Collaboration and Competition
Introduction
This project works with the Tennis environment.
In this environment, two agents control rackets to bounce a ball over a net. If an agent hits the ball over the net, it receives a reward of +0.1. If an agent lets a ball hit the ground or hits the ball out of bounds, it receives a reward of -0.01. Thus, the goal of each agent is to keep the ball in play.
The observation space consists of 8 variables corresponding to the position and velocity of the ball and racket. Each agent receives its own, local observation. Two continuous actions are available, corresponding to movement toward (or away from) the net, and jumping.
The task is episodic, and in order to solve the environment, the two agents must get an average score of +0.5 (over 100 consecutive episodes, after taking the maximum over both agents). Specifically,
- After each episode, we add up the rewards that each agent received (without discounting), to get a score for each agent. This yields 2 (potentially different) scores. We then take the maximum of these 2 scores.
- This yields a single score for each episode.
The environment is considered solved, when the average (over 100 episodes) of those scores is at least +0.5.
INFO:unityagents:
'Academy' started successfully!
Unity Academy name: Academy
Number of Brains: 1
Number of External Brains : 1
Lesson number : 0
Reset Parameters :
Unity brain name: TennisBrain
Number of Visual Observations (per agent): 0
Vector Observation space type: continuous
Vector Observation space size (per agent): 8
Number of stacked Vector Observation: 3
Vector Action space type: continuous
Vector Action space size (per agent): 2
Vector Action descriptions: ,
Installation Instruction
The README has instructions for installing dependencies or downloading needed files.
Python 3.6 is required. The program requires PyTorch, the ML-Agents toolkit, and a few more Python packages required to complete the project.
git clone https://github.com/udacity/deep-reinforcement-learning.git
cd deep-reinforcement-learning/python
pip install .
Run the following to create drlnd kernel in ipython so that the right unity environment is loaded correctly
python -m ipykernel install --user --name drlnd --display-name "drlnd"

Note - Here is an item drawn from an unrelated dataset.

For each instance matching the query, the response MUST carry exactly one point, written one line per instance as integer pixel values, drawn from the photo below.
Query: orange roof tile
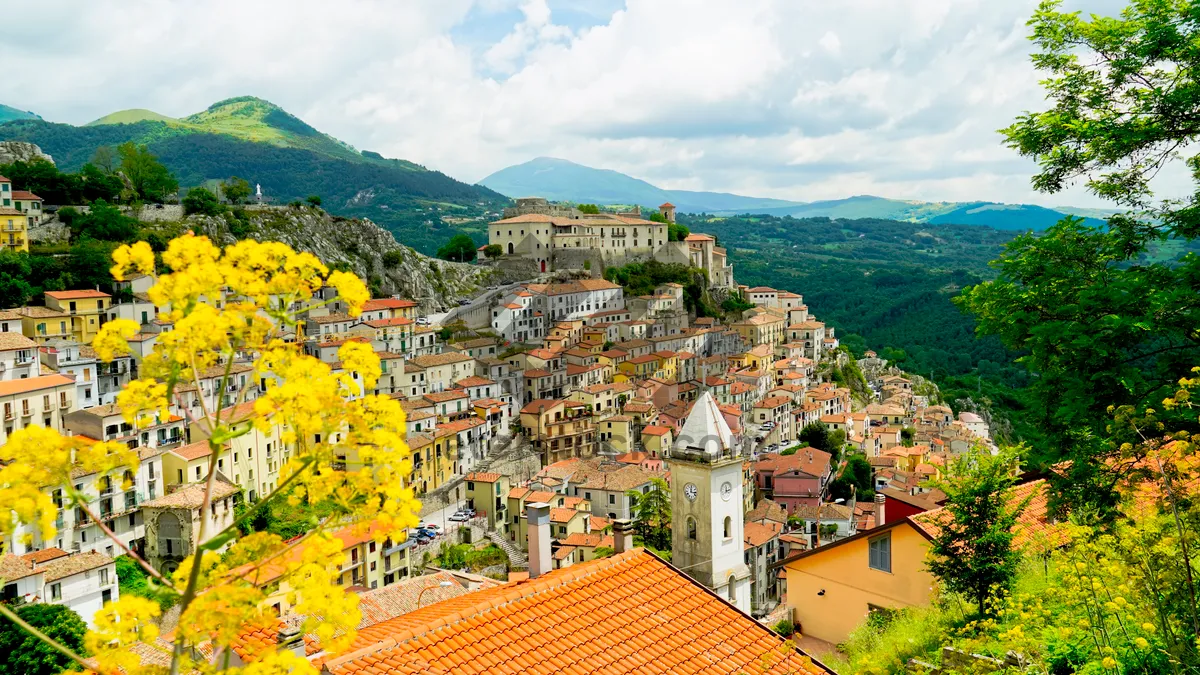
(547, 625)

Pytorch can be installed with the commands recommended in https://pytorch.org/ for the respective OS. Fo example for Conda package installling into a Windows environment with Python 3.6 is: ''' conda install pytorch -c pytorch '''
Getting Started
Place Report.ipynb in the folder p3_collab-compet/ together with the following two files:
- ddpg_agent.py - contains the DDPG agent code.
- model.py - contains Actor and Critic neural network modules classes
The Unity Reacher environment can be downloaded from here:
- Linux: click here
- Mac OSX: click here
- Windows (32-bit): click here
- Windows (64-bit): click here
(For Windows users) Check out this link if you need help with determining if your computer is running a 32-bit version or 64-bit version of the Windows operating system.
Choose the environment suitable for your machine. Unzipping will create another Tennis_XXX folder. For example, if the Tennis Windows 64-bits environment is downloaded, Tennis_Windows_x86_64
will be created.
Run
p3_collab-compet/Report.ipynb
Enter the right path for the Unity Tennis environment in Report.ipynb. For example for a folder consisting a Windows 64-bits environemnt is:
env = UnityEnvironment(file_name="./Tennis_Windows_x86_64/Tennis.exe")
Run the remaining cell as ordered in Report.ipynb
to train the Actor-Critic DDPG agent.